無効審判の請求は、訴訟と並行して行われることもあります。訴訟では権利が有効であることを前提に審理が進むため、並行して無効審判を請求し、権利の無効を争うという戦略です。

ライセンス交渉・和解交渉という選択肢

侵害が避けられない場合や、長期的な紛争を避けたい場合は、権利者とのライセンス交渉や和解交渉を検討します。

ライセンス契約を結べば、合法的に技術や商標を使用し続けることができます。ライセンス料の額や支払い方法、契約期間などを交渉することになります。

和解交渉では、侵害の有無を争わず、一定の和解金を支払うことで紛争を終結させることもあります。過去の侵害についての補償と、今後の使用についての取り決めを含めた包括的な解決を図ります。

交渉を行う場合、自社の事業継続の必要性、代替手段の有無、訴訟になった場合のリスクとコストなどを総合的に考慮して、妥当な条件を見極めることが重要です。


まとめ:警告書対応は「初動」と「判断の切り分け」が重要

警告書への対応で最も重要なのは、初動の正確さと、自己判断できることと専門家に委ねるべきことの切り分けです。

初動で行うべきこと:

  • 冷静に警告書の内容を確認する
  • 回答期限、権利の有効性など、基本的な事実を確認する
  • 社内で関連資料を整理し、情報管理を適切に行う
  • 不用意な対応(感情的な返答、謝罪、SNS発信など)を避ける

専門家に委ねるべきこと:

  • 侵害の成否についての法的判断
  • 回答書や反論書の作成
  • 無効審判の可能性についての検討
  • ライセンス交渉や訴訟対応の戦略立案

警告書は、適切に対応すれば大きな問題に発展せずに解決できることも多くあります。逆に、初動を誤ると、本来避けられたはずの訴訟や損害賠償に直面することになります。

一人で抱え込まず、適切なタイミングで専門家に相談を

知的財産権の問題は専門性が高く、一般の事業者が独力で適切に判断することは困難です。警告書を受け取ったら、できるだけ早く弁護士や弁理士などの専門家に相談することをお勧めします。

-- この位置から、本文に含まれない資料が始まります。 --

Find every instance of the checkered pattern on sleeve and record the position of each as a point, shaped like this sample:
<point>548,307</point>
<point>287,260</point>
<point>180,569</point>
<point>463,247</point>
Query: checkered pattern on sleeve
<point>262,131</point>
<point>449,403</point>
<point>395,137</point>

早期の相談は、問題解決のための時間と選択肢を確保することにつながります。また、専門家のサポートを受けることで、精神的な負担も軽減されます。

警告書対応は、適切な知識と冷静な判断、そして専門家との協力によって、最善の結果を導くことができます。この記事が、警告書を受け取った方の初動対応の一助となれば幸いです。